Observing Stock Splits: Could ASML be Next?
Market splits have surged in recent times, with nearly every "Impressive Eight" stock splitting shares, alongside prominent names such as Shopify and Walmart.
Investors speculate about which stock could be the next to divide its shares. Stock splits do not enhance value or alter the fundamentals of a stock. They essentially divide the share cake into smaller slices, ensuring individual shareholders retain the same stake they previously held. Some research from Bank of America suggests that stocks tend to perform better post-split, although the reasons are unclear.
This could be due to companies selecting the optimal moment for their splits, usually from a position of strength, anticipating the stock to continue rising. Additionally, investors often interpret a split as a buying signal.
One potential candidate for a share split is ASML Holdings (ASML -1.98%). This Dutch semiconductor manufacturing equipment manufacturer currently trades at over $700 per share, positioning it as one of the most expensive stocks in terms of price per share.
Has ASML decided to split its stock? The company has a history of five splits, although none in the past decade, with two reverse splits tied to a special dividend and synthetic buyback. Management has not hinted at a potential split, a usual practice as companies rarely announce it until a decision has been made.
Reasons why ASML might split its stock
With its share price exceeding $700, ASML fits the profile of a potential stock split candidate.
A stock split can render the share price more affordable, attracting retail investors and employees wishing to purchase the stock.
Splitting the stock can also serve as a symbol of a company's growth, effectively resetting the share price to accommodate future expansion. Some investors may be expecting ASML to split its stock given that many competitors in the semiconductor industry have done the same, such as Nvidia, Super Micro Computer, and Broadcom.
Lastly, a stock split can be interpreted as a signal of management confidence in the stock's future upward trajectory.
Reasons why a split may not materialize
The primary reason ASML may delay a stock split is due to the company's recent challenges. Despite the market's record-breaking performance this year, ASML's stock has dropped year-to-date, and the business has faced difficulties.

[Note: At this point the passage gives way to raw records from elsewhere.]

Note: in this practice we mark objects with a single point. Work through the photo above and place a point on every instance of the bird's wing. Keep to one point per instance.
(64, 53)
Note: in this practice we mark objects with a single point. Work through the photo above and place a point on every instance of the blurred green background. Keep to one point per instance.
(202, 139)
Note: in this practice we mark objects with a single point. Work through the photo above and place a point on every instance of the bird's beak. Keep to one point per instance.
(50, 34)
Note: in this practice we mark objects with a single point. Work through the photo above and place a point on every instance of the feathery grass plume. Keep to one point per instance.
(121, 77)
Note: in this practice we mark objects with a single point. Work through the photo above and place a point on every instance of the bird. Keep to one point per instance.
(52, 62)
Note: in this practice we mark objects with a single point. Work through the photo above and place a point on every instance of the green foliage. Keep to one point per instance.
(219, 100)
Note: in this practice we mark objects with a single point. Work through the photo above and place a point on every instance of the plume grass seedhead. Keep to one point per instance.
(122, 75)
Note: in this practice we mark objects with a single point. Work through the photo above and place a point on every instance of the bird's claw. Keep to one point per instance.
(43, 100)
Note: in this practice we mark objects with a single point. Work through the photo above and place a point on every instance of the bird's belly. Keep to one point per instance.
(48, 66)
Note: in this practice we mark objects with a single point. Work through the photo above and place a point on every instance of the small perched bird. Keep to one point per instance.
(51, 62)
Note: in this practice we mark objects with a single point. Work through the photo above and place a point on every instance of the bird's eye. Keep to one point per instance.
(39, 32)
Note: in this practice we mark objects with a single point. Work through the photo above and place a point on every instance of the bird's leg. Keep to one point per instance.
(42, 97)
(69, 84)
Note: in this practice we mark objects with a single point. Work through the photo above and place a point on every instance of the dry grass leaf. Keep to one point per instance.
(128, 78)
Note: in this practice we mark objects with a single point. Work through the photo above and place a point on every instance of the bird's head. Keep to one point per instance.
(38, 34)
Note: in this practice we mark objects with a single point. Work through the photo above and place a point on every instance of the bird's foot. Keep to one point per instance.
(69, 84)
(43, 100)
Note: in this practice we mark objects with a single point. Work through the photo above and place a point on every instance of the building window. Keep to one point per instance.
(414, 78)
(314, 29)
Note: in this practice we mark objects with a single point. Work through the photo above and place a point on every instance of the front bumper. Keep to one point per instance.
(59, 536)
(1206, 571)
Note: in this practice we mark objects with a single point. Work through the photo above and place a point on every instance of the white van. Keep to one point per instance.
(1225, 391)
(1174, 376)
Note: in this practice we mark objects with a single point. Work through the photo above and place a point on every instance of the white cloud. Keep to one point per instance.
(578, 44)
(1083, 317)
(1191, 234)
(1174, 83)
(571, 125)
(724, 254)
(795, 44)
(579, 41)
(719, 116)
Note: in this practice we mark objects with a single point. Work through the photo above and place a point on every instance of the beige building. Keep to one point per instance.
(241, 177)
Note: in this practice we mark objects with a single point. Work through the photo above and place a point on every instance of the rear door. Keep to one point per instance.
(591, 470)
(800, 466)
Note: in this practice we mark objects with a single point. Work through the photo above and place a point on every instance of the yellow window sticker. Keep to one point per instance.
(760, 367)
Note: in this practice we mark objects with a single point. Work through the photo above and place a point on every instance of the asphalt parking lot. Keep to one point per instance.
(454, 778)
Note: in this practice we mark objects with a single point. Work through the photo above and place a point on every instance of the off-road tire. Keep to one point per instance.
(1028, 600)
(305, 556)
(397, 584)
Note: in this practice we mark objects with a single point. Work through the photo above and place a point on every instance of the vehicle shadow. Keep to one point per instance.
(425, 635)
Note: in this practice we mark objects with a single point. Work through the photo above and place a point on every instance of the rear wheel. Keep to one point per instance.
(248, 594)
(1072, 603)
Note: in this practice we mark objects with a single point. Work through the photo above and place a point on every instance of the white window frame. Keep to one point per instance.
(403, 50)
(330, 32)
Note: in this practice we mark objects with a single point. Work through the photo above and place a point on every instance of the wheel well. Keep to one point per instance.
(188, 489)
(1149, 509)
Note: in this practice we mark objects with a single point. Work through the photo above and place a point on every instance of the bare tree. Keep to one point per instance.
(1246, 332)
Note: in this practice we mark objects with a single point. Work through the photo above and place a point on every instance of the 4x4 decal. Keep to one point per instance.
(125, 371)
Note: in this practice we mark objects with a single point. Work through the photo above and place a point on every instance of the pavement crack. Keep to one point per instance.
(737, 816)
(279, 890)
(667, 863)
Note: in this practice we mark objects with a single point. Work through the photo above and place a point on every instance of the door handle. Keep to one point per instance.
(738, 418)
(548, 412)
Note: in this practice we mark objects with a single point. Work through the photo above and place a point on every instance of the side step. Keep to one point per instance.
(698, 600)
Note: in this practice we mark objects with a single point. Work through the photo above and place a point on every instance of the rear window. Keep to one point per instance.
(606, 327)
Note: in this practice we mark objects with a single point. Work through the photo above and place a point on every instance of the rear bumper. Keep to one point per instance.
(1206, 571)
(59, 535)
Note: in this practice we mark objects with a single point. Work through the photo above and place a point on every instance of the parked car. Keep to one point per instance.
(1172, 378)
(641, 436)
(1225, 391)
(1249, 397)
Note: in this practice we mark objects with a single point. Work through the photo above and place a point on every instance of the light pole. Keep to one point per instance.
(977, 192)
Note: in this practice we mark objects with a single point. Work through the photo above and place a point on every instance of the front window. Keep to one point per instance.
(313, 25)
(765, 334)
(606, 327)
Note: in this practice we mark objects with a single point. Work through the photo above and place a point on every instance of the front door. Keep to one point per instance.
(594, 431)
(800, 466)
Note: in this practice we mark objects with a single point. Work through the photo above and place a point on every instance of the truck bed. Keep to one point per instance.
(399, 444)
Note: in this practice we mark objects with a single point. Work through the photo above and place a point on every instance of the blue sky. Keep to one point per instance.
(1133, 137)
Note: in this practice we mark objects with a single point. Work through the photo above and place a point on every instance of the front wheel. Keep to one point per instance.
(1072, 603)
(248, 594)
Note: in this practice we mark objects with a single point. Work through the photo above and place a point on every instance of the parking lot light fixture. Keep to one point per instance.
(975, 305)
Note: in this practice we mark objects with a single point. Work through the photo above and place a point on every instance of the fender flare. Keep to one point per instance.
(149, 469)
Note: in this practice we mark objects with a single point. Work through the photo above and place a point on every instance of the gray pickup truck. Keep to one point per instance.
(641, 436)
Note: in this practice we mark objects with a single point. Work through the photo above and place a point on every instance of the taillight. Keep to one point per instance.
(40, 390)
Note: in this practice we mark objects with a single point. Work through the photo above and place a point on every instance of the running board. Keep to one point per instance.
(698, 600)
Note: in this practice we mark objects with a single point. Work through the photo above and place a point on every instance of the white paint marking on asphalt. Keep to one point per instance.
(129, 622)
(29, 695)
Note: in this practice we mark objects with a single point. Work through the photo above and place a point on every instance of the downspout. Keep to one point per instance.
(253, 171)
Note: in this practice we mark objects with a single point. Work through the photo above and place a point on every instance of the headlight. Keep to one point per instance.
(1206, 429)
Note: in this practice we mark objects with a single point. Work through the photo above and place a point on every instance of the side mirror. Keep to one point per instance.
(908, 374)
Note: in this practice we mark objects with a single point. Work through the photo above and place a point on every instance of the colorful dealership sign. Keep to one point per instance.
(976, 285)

The stock is currently 33% below its summer peak, and the company reduced its 2025 guidance while reporting decreased bookings in the third quarter, indicating slower-than-expected demand due to various challenges in the semiconductor equipment industry. Challenges include weakening demand from China, which accounted for nearly half of its revenue in 2021, expected to normalize to around 20% in 2022.
Furthermore, ASML only returned to year-over-year revenue growth this year, a sign of the company's ongoing struggles.
Given the stock's downturn, a split appears unlikely, as management would have announced it when the stock was higher if they thought it appropriate.
Will ASML enact a stock split?
Investors hoping for an ASML stock split will likely need to exercise patience. With the stock significantly off its peak and other factors negatively impacting its performance, a split may not be viable at the moment. However, these circumstances can change rapidly, especially if the stock recoups its losses and surpasses $1,000 again. Don't be surprised if stock split discussions resurface during such an event.
Investors might be interested in knowing if ASML may choose to invest its excess finances, considering the high price of its shares. With a share price over $700, a split could make the stock more accessible to a broader range of investors.
In light of these factors, some might argue that splitting the stock could demonstrate ASML's financial prowess and its belief in its future growth, potentially attracting more investors due to the lowered share price.